Tuesday, 4 December 2012

MySQL: Split a comma-separated list and insert result into table

Looking for a SPLIT-function in MySQL, I came across this one. I tried it and I must have have done something not right, because MySQL threw an error at the function. I am not a MySQL guru and since this is a one time Q&D conversion-action, I only took the SUBSTRING code and created a query with which one can split the contents of an old field into separate columns and directly insert the results into a new, normalized table.

My example is about a TEXT-column I want to get rid of and of which I want to transfer the contents to a separate table. This column contains email addresses separated by a comma.
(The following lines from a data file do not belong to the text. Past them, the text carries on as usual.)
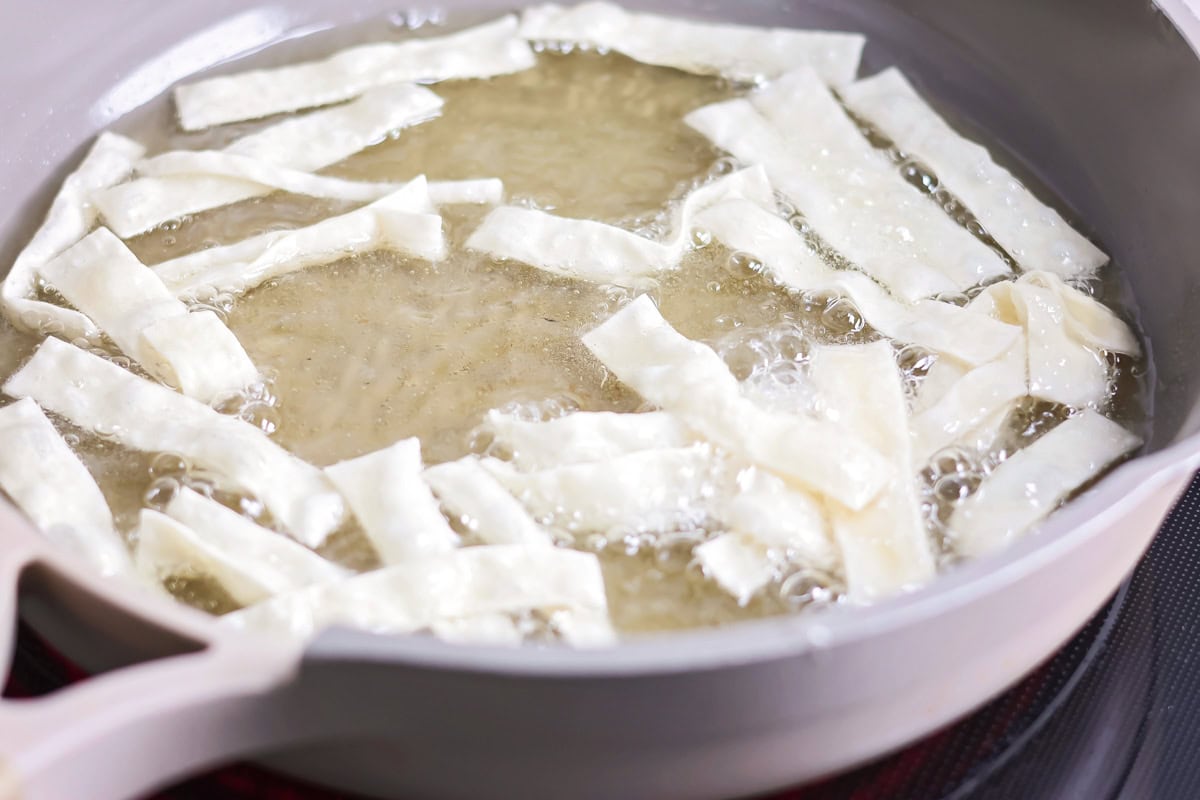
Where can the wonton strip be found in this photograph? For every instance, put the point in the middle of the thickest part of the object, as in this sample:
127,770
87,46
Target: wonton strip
593,251
689,379
1067,334
193,353
936,326
773,527
397,222
395,505
467,582
967,403
1036,480
1032,233
883,546
48,482
653,489
306,143
298,181
481,52
739,564
96,395
585,437
71,216
484,505
736,52
855,199
201,537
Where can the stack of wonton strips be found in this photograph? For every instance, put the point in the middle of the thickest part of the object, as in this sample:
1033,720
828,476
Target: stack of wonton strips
831,493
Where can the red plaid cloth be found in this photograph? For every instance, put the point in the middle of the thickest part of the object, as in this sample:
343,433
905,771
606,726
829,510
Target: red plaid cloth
947,756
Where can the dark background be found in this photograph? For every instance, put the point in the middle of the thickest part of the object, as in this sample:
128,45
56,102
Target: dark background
1115,715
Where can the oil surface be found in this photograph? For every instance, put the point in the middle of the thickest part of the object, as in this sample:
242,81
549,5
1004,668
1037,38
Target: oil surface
372,349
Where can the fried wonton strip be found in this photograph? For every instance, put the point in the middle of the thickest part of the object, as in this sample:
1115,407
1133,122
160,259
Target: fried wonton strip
306,143
467,582
483,504
394,504
1032,233
855,199
201,537
583,437
193,353
652,489
593,251
773,528
739,564
1036,480
969,402
400,222
71,216
481,52
298,181
690,380
936,326
736,52
48,482
1067,334
883,546
96,395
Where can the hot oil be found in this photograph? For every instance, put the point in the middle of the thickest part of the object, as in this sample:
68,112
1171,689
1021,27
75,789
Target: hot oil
377,348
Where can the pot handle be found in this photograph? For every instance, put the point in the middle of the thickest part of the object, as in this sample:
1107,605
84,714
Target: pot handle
126,732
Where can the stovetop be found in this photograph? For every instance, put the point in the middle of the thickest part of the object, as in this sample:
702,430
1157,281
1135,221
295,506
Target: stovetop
1115,715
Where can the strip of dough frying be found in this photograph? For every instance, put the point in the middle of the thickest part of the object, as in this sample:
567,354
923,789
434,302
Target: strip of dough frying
936,326
394,504
306,143
96,395
484,191
652,489
401,222
193,353
71,216
198,536
690,380
737,52
850,193
1032,233
593,251
883,546
483,52
484,505
773,528
969,402
467,582
49,483
1067,334
1036,480
585,437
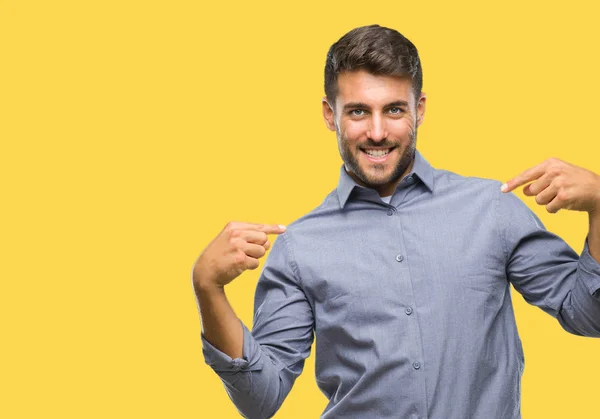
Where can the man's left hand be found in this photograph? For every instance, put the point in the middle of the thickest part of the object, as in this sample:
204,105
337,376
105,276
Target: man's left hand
558,184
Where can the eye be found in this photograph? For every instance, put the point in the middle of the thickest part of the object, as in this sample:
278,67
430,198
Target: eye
357,112
395,110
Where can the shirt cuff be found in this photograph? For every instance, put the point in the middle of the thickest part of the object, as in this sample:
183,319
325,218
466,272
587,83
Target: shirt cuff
221,362
591,268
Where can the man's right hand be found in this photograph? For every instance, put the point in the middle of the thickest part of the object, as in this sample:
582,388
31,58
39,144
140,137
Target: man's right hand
237,248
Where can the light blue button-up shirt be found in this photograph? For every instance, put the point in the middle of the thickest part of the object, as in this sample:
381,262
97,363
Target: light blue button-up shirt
409,301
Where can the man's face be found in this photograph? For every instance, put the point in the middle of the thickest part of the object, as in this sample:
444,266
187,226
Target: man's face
375,118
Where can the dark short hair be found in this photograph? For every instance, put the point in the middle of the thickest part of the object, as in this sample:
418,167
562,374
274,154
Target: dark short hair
376,49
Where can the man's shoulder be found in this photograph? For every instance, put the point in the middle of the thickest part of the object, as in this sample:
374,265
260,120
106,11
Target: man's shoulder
446,179
327,208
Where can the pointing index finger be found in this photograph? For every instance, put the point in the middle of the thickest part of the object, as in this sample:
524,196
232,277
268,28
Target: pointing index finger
523,178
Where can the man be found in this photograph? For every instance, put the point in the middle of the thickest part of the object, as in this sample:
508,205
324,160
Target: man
403,273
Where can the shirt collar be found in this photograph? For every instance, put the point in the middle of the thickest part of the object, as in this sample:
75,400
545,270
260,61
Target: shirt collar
421,169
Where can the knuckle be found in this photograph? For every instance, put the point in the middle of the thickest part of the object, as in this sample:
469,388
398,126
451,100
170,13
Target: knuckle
253,264
239,258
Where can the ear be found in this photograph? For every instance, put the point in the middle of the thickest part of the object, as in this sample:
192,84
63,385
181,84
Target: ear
328,114
421,108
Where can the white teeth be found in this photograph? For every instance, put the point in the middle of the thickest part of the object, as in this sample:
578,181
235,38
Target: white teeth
377,153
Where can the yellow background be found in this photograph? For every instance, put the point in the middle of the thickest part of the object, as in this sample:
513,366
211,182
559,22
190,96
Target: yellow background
131,132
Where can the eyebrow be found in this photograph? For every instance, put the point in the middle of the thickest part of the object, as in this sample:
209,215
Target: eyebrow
355,105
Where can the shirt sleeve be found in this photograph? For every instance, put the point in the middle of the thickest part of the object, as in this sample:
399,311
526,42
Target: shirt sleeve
274,352
547,271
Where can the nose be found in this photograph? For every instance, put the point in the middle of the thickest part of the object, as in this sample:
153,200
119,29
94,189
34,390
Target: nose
377,130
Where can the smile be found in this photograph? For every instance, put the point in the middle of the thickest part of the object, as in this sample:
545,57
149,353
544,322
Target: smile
377,154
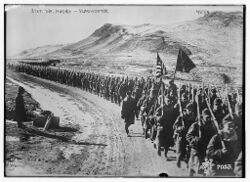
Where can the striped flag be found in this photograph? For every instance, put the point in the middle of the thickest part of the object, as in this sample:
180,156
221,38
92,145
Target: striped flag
160,67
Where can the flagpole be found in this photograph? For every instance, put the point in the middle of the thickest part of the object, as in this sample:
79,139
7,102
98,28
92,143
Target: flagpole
162,92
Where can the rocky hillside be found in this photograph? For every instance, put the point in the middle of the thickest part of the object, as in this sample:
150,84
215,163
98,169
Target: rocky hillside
214,42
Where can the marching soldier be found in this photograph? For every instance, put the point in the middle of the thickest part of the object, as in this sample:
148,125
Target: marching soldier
20,112
128,111
223,156
181,126
198,136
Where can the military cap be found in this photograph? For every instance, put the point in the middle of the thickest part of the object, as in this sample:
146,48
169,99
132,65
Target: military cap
189,106
206,112
217,101
227,119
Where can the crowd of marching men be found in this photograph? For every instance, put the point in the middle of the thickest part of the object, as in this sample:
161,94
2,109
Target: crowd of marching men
205,127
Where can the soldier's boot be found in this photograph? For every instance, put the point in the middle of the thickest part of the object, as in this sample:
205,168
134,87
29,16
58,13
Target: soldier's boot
159,150
178,162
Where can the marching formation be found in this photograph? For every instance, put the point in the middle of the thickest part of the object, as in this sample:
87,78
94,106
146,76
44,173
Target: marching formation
205,127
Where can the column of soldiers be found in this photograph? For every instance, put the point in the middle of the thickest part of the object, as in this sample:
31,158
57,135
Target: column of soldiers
204,127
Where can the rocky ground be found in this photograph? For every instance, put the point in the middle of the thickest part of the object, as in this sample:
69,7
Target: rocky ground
97,144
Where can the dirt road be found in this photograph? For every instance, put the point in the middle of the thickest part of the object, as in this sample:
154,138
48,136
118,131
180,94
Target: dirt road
108,150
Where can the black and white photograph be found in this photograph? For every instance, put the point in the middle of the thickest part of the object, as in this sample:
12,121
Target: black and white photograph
124,90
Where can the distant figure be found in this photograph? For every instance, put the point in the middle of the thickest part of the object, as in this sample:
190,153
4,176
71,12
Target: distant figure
128,111
20,113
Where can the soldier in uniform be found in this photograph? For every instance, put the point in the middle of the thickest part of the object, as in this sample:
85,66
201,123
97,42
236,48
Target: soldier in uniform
20,112
181,126
198,136
128,111
223,150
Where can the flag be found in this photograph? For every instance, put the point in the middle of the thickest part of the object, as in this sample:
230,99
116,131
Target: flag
184,63
160,67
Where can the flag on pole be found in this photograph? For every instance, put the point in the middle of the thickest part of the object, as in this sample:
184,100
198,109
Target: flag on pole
160,67
184,63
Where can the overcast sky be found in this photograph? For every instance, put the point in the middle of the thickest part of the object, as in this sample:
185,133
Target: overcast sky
27,28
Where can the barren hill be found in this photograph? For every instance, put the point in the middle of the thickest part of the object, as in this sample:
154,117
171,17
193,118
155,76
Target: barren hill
214,42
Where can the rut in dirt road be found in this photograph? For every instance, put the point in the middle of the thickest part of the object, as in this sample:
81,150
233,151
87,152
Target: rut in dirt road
100,123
Thus, first, I had to find the maximum number of email addresses used in that column, so I found this query and added MAX() around it.
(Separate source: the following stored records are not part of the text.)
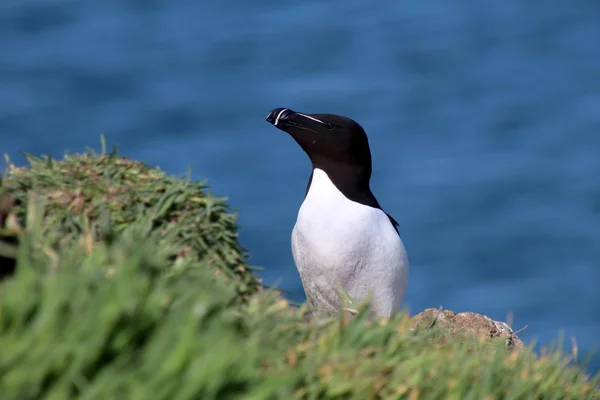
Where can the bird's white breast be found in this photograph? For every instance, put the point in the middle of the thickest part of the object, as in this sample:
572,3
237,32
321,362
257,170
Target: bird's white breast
337,241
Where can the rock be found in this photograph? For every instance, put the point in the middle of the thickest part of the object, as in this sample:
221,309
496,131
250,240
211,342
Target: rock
467,325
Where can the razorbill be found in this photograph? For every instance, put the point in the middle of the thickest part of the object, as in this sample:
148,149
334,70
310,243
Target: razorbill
342,238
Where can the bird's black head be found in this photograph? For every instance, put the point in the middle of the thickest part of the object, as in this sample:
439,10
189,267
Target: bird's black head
333,143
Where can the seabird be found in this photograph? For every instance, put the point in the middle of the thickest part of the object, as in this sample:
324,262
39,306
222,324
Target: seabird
342,238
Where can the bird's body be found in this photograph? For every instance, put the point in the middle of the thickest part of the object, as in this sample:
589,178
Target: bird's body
340,242
342,239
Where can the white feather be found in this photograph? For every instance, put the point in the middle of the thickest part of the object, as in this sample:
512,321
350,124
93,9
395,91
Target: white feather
337,241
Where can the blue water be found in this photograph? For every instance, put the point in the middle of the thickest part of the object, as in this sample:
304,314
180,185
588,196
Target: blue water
483,117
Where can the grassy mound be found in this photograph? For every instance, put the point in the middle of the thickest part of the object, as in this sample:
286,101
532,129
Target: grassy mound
130,284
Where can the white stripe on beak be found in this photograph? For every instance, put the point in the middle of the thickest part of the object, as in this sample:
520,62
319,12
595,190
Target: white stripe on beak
309,117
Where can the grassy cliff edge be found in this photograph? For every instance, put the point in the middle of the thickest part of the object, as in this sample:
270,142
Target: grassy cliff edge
122,282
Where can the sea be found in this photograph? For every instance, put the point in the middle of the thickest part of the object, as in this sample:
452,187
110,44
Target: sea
483,119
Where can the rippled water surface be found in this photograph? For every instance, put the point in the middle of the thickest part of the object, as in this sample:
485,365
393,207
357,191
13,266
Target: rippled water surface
483,117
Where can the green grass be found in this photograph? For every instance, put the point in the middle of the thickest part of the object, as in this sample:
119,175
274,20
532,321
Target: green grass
130,284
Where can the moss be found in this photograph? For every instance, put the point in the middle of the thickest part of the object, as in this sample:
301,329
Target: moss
105,193
131,284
select max(length(emails) - length(replace(emails, ',', ''))) as occurrences
from old_table
where emails<>''


With that number, I created that number+1 of unions, so I would end up with all email addresses in one column. That select statement is then used in a left join to retrieve the corresponding user name and feed the results at the same time into a new table, which uses an ID and a USER-ID, instead of an email address:

insert into new_table
select idnr, user
from (
  select idnr,
  trim(substring(substring_index(emails, ',', 1), char_length(substring_index(emails, ',', 1 -1)) + 1)) as email
  from old_table
  where emails<>''

  union

  select idnr,
  trim(substring(substring_index(emails, ',', 2), char_length(substring_index(emails, ',', 2 -1)) + 2)) as email
  from old_table
  where emails<>''

  union

  select idnr,
  trim(substring(substring_index(emails, ',', 3), char_length(substring_index(emails, ',', 3 -1)) + 2)) as email
  from old_table
  where emails<>''

  union

  select idnr,
  trim(substring(substring_index(emails, ',', 4), char_length(substring_index(emails, ',', 4 -1)) + 2)) as email
  from old_table
  where emails<>''
) as x
join users u on (u.email1=x.email or u.email2=x.email)
where x.email<>''


Now that I have all used email address associated with the IDs of the original rows, I can now delete the old column and change all my LIKE-queries into LEFT JOINs. Much better, because email addresses change.